LINIVETO.WNG (Converted) DAVID B. TIMMINS
2416 "I" Street, NW
Washington, DC 20037
February 10, 1990
The Honorable John Sununu
Chief of Staff
The White House
Washington, D.C.

Dear Governor Sununu:

As one who has written you on two previous occasions urging that you get the President to try out the putative line item veto that some constitutional scholars consider was not explicitly included in the Constitution only because the drafters took it for granted as a carry-over from the powers of colonial governors, I think it only right that I let you know how pleased I was to read in the February 9 Washington Post that the President has apparently line-itemed the State Department Appropriations Bill.

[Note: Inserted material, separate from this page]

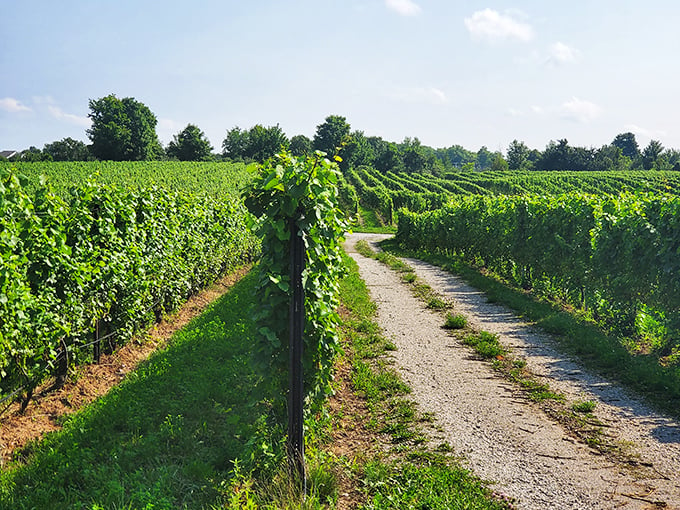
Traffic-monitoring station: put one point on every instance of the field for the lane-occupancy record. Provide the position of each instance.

I think the wait for this bill was worthwhile, not only because foreign affairs is so clearly a Presidential mandate under the Constitution, but because the items included by the Congress, in the Appropriations Bill, especially the attempt to dictate the make up of a treaty-negotiating team, is such an unwarranted invasion of Executive privilege that I don't see how the Court can rule against the President's action. I also approve of the strategy not to make too much of this first exercise of an implicit power not used since the ratification of the Constitution. I think it an excellent idea for him just to announce that he'd ignore the unconstitutional portions of the Bill, rather than to make a big to do about explicitly vetoing one or more paragraphs. This had not occurred to me as a possible strategy and I congratulate you on thinking of it. It seems well adapted to line vetoing parts of future legislation, merely noting in an appended attachment to legislation which the President otherwise agrees with his intention to ignore specific provisions.

I think that, viewed historically, this may prove to be one of the major contributions of the Bush Presidency to the consitutional development of the country.

What a time to be in the White House: Eastern Europe, the Soviet Union, Panama, and now South Africa. We may not be the "perfect union" the Founding Fathers intended, but we are still the last best hope of the world and I pray every night that God will continue to pour his blessings on this nations despite our many mistakes and shortcomings, because we always seem to try the better way in time to avoid Heaven's censure. I hope this will be so with the drug crisis. I think it wise that President Bush has carefully avoided publicly vaunting the success of our country's policies of the past forty years, though one can't help taking pride in the unwaivering bi-partisan pursuit of the containment policy adopted almost two generations ago. Those who say the American form of government isn't up to consistently maintaining a foreign policy over time must surely reassess our form of government now. Not even Great Britain did better at the height of her power.